Of the 1,487 people on the First Fleet, 759 were convicts, thirteen were convicts' kids, and 252 were marines and their wives and children. Two hundred and ten were Royal Navy seamen and 233 were merchant seamen who would leave the colony when their ships sailed away. These numbers are slightly inconsistent as there were births, deaths, discharges and deserters. Often records were inaccurate too.

Nearly all the convicts were thieves — pickpockets, sheep stealers, poachers — with only seven swindlers and four forgers. There were no murderers or rapists — or at least no one who'd been convicted of murder or rape. (There were murderers on the
Second Fleet.) Most were young — but not healthy.
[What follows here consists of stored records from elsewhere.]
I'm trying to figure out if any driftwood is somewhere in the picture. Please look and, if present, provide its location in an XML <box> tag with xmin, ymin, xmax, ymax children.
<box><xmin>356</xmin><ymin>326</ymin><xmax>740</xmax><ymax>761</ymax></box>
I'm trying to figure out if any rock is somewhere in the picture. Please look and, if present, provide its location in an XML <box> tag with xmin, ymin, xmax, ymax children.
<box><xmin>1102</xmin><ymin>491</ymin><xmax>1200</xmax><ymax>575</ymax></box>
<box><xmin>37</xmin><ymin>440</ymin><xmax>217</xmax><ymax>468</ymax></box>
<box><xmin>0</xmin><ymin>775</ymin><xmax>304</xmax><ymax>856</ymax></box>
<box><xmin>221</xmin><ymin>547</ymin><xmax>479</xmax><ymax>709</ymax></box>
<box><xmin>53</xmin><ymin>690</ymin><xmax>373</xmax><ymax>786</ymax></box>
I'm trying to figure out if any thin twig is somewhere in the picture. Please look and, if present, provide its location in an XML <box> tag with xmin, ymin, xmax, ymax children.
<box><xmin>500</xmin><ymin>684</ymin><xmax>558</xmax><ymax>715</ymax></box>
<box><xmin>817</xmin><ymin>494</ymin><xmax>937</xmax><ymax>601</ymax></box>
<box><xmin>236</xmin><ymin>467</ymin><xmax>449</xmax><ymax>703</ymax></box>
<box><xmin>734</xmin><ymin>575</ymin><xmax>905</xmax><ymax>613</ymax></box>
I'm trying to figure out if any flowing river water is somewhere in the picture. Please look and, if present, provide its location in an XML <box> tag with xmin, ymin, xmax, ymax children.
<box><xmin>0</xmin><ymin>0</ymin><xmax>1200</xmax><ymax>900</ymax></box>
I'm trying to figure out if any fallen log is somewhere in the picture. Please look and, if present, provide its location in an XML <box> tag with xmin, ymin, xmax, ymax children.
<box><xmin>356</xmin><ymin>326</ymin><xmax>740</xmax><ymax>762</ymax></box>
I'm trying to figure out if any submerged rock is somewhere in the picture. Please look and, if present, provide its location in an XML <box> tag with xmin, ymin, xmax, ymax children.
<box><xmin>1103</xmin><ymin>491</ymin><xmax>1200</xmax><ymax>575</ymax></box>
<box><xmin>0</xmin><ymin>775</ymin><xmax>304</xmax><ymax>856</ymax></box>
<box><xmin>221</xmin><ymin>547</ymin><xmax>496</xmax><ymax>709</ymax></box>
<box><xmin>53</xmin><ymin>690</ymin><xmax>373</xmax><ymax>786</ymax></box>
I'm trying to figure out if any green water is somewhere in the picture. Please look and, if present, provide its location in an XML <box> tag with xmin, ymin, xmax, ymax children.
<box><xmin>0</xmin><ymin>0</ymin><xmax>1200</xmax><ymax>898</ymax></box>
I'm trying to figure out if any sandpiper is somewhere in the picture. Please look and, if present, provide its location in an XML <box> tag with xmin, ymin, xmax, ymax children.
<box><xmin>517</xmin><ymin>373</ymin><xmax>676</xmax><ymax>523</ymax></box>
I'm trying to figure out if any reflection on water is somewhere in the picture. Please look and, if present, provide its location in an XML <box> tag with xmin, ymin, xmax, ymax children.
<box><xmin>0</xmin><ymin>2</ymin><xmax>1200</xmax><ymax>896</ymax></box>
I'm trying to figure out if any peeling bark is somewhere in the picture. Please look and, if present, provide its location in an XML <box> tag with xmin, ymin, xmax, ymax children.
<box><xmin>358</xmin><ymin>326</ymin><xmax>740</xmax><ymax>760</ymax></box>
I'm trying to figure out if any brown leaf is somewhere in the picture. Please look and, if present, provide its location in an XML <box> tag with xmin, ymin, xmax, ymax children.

They had been starved in filthy, disease-racked prisons and hulks (decommissioned ships floating — barely — on the Thames) before leaving England, and most were in rags until they were given new clothes on board the ships of the First Fleet.

Many had been convicted of stealing small things like a handkerchief, a piece of cheese, a packet of snuff, twelve cucumber plants or a book, like William Francis, who stole
A Summary Account of the Flourishing State of the Island of Tobago
— probably to sell, not read!

But most had really stolen much more. In those days if you stole goods worth more than a guinea you had to be hanged. So if the judge or magistrate thought you had a chance to reform they found you guilty of stealing only a few of the things you'd taken, so you could be sent to the navy — or transported to a new land. The poor wretches transported for stealing a crust of bread make a good story, but those who were transported for stealing small things were probably guilty of much more and had been sentenced by a lenient magistrate to give them a second chance.

Once the First Fleet arrived, however, most of the criminals still didn't want to make an honest living. They preferred to steal instead of work. The marines sent with them sulked because they didn't get the alcohol that was part of their wages. They wouldn't even guard the convicts, police the colony, or act as magistrates. They saw themselves as only being there in case the French or ‘natives' attacked.

And then the
Guardian
, the ship bringing new supplies to the colony, was wrecked.

By the time this book begins, life in the colony was dirty, dangerous and hard.

Many people were also very hungry — unless, of course, they worked their gardens, like the Reverend Johnson, and had
lots of vegetables like corn and potatoes, or went fishing every second night like Surgeon White, or collected oysters or wild spinach.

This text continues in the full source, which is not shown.